Monomarca, quando se refere a uma categoria, além da
óbvia exclusividade de uma marca, representa, ou deve
representar, um equilíbrio básico entre os competidores
usando equipamentos os mais similares possíveis, propiciando
àqueles mais talentosos a possibilidade de mostrar seu
valor. Basicamente, a diferença entre eles, além
das ligadas ao talento natural de cada um para guiar, deve estar
na capacidade deles de acertar o seu equipamento da forma mais
adequada para o dia e local da prova.O custo inicial pode variar,
porém, deveria ser próximo entre todos os competidores
da categoria em questão. Mais ou menos o que acontece
na comparação de custos para se fazer a Copa Corsa,
a Copa Clio e a Stock Cars V-8. Vai de "um pouco"
até "um monte" de grana a diferença
entre as categorias. Mas, dentre os que participam em cada uma
delas, os custos dever ser próximos. Ressalvo que não
estou discutindo a qualidade de cada uma e seus retornos publicitários.
Só a questão do investimento inicial em muito
diferente entre elas.
As distorções das categorias monomarcas têm
sido manifestadas, basicamente, de duas formas: o regulamento
formatado, mais exatamente de suas falhas e possíveis
más-interpretações, voluntárias
ou não, e, através da constante elevação
dos custos iniciais a título de uma propagada evolução
tecnológica, ligada ou não à segurança.
A primeira é o reflexo do esmero dos organizadores ao
formatar o regulamento para evitar, desde o princípio,
que o certame tenha um vencedor que, voluntariamente ou não,
utilize recursos que distorçam a finalidade prevista
de "se fazer a diferença no braço".
Quanto mais esmerado o regulamento mais se pode deduzir que
a violação do mesmo seja voluntária e se
aplicar uma punição exemplar que, por fim, reflete
na própria credibilidade da categoria e de seu "comissariado".

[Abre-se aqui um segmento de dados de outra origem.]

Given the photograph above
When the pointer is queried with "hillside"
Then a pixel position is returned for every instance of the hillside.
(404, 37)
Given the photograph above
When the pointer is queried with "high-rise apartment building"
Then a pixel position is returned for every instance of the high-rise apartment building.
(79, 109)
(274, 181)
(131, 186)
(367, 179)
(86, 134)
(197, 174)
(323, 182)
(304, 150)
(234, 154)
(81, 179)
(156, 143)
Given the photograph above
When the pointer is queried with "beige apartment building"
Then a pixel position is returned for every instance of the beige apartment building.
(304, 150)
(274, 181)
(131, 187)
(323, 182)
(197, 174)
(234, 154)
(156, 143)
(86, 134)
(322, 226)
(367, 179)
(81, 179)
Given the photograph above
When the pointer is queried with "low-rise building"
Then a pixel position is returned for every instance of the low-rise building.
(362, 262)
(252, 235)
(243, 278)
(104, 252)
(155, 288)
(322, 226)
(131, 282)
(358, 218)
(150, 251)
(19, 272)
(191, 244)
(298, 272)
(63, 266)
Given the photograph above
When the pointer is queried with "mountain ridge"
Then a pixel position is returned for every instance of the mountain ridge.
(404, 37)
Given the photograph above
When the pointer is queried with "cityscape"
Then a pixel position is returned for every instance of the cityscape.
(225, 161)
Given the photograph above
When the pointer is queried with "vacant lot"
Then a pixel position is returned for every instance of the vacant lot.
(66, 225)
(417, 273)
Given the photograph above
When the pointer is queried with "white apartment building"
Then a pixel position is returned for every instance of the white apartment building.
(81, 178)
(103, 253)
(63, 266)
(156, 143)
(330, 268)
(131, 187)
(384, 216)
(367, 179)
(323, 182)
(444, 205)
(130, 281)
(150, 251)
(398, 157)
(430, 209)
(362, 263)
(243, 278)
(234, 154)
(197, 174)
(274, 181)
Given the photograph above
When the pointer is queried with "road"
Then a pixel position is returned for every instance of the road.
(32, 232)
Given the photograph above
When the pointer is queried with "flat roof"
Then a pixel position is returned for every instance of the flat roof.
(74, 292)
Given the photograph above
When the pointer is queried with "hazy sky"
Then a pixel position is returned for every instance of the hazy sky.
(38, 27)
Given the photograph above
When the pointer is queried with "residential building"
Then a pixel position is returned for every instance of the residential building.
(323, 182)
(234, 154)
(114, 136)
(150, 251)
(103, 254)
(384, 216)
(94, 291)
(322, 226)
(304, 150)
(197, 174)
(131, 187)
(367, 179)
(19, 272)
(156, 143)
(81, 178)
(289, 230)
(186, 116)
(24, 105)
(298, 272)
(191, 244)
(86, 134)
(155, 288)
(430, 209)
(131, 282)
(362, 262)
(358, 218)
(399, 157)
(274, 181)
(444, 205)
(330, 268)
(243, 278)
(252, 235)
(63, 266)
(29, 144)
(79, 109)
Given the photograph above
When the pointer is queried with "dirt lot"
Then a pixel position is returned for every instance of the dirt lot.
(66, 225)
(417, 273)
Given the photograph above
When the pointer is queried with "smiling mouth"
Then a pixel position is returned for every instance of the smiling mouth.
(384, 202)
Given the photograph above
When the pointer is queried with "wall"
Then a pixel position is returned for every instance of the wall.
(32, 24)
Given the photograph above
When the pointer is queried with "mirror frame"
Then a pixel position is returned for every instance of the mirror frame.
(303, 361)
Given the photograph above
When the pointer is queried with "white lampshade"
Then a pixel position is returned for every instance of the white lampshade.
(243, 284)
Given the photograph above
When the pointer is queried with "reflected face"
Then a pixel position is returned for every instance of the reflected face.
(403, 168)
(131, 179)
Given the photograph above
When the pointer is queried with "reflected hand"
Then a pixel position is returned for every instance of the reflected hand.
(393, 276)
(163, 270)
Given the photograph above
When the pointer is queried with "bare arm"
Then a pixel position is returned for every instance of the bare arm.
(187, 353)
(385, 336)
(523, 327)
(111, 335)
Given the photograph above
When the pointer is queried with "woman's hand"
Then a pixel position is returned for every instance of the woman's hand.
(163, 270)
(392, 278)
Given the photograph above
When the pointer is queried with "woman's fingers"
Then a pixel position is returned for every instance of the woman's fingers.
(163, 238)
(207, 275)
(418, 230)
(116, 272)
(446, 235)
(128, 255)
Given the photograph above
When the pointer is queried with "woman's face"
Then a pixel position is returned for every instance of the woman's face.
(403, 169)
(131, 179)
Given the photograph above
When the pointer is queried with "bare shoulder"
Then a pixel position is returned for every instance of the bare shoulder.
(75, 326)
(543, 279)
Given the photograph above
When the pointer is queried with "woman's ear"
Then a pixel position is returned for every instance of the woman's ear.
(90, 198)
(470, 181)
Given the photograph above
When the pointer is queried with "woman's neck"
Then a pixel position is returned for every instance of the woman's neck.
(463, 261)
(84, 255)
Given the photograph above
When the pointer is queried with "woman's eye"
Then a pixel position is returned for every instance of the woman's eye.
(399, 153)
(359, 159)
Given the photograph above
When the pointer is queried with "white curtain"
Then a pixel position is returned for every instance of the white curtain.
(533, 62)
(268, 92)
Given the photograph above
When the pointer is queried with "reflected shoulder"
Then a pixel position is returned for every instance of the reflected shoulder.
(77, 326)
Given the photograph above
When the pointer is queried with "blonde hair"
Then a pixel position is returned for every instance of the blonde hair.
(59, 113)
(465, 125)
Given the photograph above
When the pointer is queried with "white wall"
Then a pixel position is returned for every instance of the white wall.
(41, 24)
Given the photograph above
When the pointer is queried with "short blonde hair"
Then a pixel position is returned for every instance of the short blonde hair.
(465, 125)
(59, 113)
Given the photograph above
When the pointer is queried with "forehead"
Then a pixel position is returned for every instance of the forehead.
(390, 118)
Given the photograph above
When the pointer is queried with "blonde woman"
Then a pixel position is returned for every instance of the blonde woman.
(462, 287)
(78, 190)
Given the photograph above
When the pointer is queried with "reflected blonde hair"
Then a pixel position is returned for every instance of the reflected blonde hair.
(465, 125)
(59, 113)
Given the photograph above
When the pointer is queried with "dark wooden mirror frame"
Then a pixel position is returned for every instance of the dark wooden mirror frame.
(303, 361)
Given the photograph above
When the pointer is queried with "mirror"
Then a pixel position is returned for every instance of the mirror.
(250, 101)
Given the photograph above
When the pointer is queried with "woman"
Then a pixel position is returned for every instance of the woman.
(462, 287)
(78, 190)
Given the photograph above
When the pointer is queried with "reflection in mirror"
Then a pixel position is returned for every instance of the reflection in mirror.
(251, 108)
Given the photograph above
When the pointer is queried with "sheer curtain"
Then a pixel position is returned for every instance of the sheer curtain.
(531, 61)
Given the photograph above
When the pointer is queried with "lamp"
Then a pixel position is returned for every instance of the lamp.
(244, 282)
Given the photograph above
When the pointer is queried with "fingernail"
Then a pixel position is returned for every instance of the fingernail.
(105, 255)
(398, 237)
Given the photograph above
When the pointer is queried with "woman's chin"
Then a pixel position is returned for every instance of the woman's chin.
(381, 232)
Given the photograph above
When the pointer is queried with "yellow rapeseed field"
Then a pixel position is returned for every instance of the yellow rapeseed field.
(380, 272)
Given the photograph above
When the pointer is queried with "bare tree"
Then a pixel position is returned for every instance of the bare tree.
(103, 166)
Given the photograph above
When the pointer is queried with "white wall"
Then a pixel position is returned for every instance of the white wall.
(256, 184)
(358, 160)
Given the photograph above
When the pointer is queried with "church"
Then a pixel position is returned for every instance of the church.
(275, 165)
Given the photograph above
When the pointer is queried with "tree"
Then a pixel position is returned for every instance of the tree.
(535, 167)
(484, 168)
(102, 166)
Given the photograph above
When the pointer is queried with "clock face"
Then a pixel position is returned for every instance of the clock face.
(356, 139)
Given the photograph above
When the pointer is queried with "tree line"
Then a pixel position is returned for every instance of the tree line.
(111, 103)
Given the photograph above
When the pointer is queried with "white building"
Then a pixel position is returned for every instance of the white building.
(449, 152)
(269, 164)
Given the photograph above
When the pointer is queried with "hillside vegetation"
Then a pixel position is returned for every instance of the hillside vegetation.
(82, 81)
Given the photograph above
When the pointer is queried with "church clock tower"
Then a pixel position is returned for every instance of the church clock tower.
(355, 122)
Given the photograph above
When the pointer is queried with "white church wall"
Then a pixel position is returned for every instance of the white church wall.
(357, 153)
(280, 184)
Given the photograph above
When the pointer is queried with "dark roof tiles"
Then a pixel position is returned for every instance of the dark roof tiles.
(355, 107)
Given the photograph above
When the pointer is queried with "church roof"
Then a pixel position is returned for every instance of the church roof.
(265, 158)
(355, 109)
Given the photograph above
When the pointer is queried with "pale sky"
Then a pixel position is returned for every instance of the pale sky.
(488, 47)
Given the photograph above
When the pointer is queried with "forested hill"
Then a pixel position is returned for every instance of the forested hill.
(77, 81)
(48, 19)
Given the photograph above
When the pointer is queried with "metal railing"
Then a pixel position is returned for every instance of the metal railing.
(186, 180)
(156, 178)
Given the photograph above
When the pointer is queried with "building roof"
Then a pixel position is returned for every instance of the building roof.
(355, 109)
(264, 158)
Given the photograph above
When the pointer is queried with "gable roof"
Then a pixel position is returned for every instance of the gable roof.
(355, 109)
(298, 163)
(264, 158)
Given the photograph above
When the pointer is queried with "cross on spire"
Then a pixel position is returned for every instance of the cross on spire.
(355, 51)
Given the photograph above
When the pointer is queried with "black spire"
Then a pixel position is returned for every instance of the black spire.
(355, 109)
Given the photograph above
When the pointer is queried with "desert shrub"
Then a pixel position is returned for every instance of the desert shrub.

No entanto, poucas são as punições que
podem ser consideradas "exemplares" em nosso país.
Há muita "manobra legal", "recurso à
Justiça comum", etc, colocando a credibilidade do
evento em xeque no momento em que se declara um vencedor de
etapa ou de campeonato que não se tem certeza se será
mantido após algum tempo. A que considero mais efetiva
vem dos certames da Granja Viana, do kart, que aplica não
só suspensão aos pilotos com perda de pontos mas,
também, estende a punição à multas
e aos preparadores.
A última, a dos custos, caracteriza uma das faces da
"exclusão pelo custo", ou seja, quando as regras
são alteradas com impacto negativo sobre os custos. Historicamente
quando alguns dos "talentosos" começam a se
destacar, desbancando regularmente os principais favoritos,
as regras são alteradas sob o argumento da evolução.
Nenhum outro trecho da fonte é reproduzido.